How to “computeIfAbsent” / “getOrElseUpdate” a Map in JavaScript?

Assuming that

  • m is a Map<number, V> for some type V
  • k is a number,

how do I write down an expression that

  • either gets an already existing V for the key k, or
  • creates a new v: V, puts it into the map for the key k, and evaluates to v?

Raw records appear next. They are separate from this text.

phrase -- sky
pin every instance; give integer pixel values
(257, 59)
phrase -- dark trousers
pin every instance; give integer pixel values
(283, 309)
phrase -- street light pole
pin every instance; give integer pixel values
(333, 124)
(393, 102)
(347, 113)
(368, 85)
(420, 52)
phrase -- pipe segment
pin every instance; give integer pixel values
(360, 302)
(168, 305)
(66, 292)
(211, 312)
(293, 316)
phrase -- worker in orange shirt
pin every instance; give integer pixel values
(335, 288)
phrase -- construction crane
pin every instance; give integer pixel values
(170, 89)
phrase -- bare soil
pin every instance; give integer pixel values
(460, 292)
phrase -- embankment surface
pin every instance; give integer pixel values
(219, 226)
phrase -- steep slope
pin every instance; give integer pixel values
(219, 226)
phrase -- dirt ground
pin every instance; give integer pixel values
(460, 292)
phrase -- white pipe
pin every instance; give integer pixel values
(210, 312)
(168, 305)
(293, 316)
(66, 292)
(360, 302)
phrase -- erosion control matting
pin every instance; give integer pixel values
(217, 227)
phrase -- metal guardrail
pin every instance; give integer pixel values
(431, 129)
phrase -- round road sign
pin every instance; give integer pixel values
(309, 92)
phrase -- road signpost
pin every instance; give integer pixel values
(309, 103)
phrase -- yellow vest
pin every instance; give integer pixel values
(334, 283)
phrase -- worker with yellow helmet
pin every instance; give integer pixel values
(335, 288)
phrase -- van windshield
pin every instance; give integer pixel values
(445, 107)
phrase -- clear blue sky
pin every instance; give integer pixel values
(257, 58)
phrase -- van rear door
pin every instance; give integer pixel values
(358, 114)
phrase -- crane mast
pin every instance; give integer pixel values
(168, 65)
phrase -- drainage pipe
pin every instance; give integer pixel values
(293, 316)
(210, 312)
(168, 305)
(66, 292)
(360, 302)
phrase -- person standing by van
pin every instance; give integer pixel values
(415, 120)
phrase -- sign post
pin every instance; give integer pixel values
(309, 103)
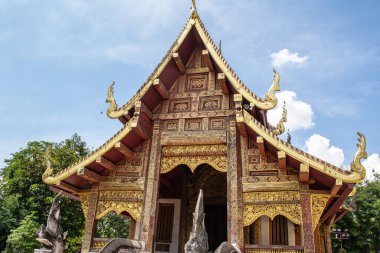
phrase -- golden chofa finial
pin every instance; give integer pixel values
(49, 171)
(280, 128)
(110, 99)
(270, 97)
(361, 153)
(194, 12)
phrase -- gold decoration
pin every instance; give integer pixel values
(84, 201)
(217, 162)
(120, 201)
(184, 150)
(361, 153)
(194, 12)
(270, 97)
(95, 154)
(271, 196)
(318, 203)
(290, 211)
(271, 186)
(49, 171)
(280, 128)
(110, 99)
(303, 157)
(133, 208)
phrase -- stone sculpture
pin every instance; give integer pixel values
(227, 247)
(120, 245)
(198, 242)
(52, 236)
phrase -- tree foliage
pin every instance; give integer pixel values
(25, 200)
(364, 224)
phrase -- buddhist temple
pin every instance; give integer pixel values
(195, 125)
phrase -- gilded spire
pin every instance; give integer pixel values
(194, 12)
(49, 171)
(361, 153)
(280, 128)
(110, 99)
(270, 97)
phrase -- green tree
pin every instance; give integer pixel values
(23, 238)
(364, 224)
(22, 191)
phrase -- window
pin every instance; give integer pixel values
(278, 230)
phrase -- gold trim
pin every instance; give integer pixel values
(92, 156)
(217, 162)
(268, 103)
(318, 203)
(49, 171)
(280, 128)
(133, 208)
(297, 154)
(361, 153)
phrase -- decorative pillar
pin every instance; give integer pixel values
(90, 223)
(328, 236)
(148, 219)
(308, 235)
(234, 186)
(317, 240)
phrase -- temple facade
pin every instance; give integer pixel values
(194, 125)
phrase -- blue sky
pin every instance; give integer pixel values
(57, 59)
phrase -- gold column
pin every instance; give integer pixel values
(148, 219)
(234, 187)
(90, 225)
(307, 224)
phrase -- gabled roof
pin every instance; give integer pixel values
(356, 174)
(194, 22)
(129, 134)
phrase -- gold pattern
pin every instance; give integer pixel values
(271, 196)
(110, 99)
(361, 153)
(133, 208)
(290, 211)
(270, 97)
(84, 201)
(217, 162)
(271, 186)
(185, 150)
(49, 171)
(120, 201)
(280, 128)
(318, 203)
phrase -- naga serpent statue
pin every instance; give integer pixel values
(198, 241)
(356, 165)
(52, 236)
(280, 128)
(270, 96)
(110, 99)
(49, 171)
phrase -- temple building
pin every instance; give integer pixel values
(195, 125)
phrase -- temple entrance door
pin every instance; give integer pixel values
(167, 227)
(183, 186)
(216, 225)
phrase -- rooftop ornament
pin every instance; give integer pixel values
(361, 153)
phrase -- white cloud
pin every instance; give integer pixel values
(300, 114)
(320, 147)
(284, 57)
(372, 165)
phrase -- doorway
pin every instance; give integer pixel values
(183, 186)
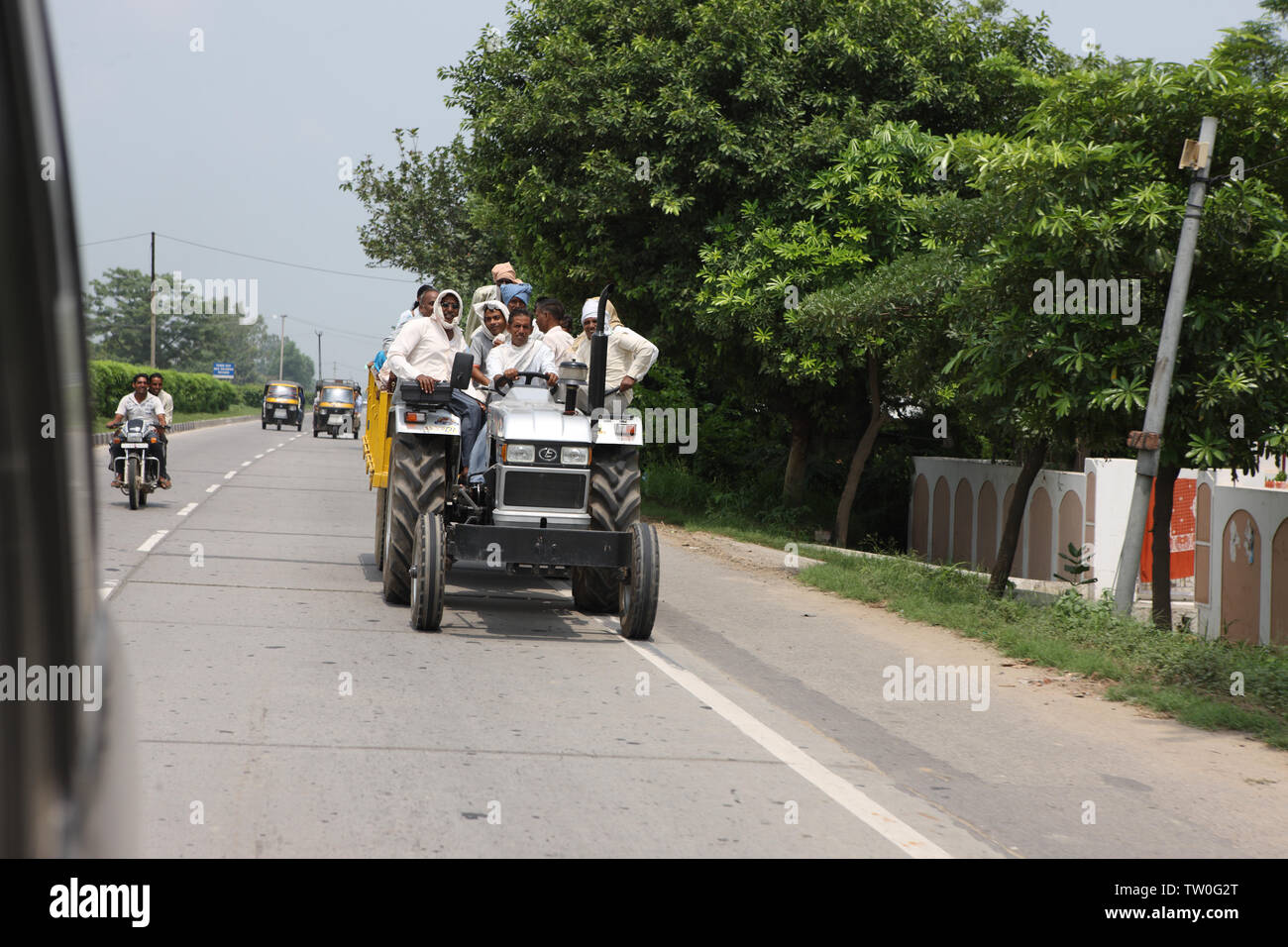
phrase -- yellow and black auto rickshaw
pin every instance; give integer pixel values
(283, 403)
(335, 407)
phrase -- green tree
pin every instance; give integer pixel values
(423, 217)
(1089, 188)
(117, 316)
(192, 333)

For example, SOME_EXPR(m, k, []) should either return m.get(k) if it already exists, or put the [] into m.set(k, []) and return the [].


Concrete example

Suppose that I want to incrementally build a Map<number, number[]>.
I want to assign values 100 and 200 to the key 48, and value 300 to 52.
I want to create new empty arrays on demand whenever needed.
For this, I need something like an SOME_EXPR(map, key, value) such that

var m = new Map(); // Map<number, number[]>
SOME_EXPR(m, 48, []).push(100)
SOME_EXPR(m, 48, []).push(200)
SOME_EXPR(m, 52, []).push(300)

results in a map

{ 48 -> [100, 200]; 52 -> [300] }

What I’ve tried

I could, of course, create a helper method:

function getOrElseUpdate(m, k, defaultValue) {
  if (!m.has(k)) {
    m.set(k, defaultValue);
  }
  return m.get(k);
}

and then use SOME_EXPR(m, k, []) := getOrElseUpdate(m, k, []). But not only does it have to compute the hash code thrice, it’s also just heavyweight and annoying (and possibly not obvious to the maintainer of the code, who has to click on it to see the definition in yet another file etc.).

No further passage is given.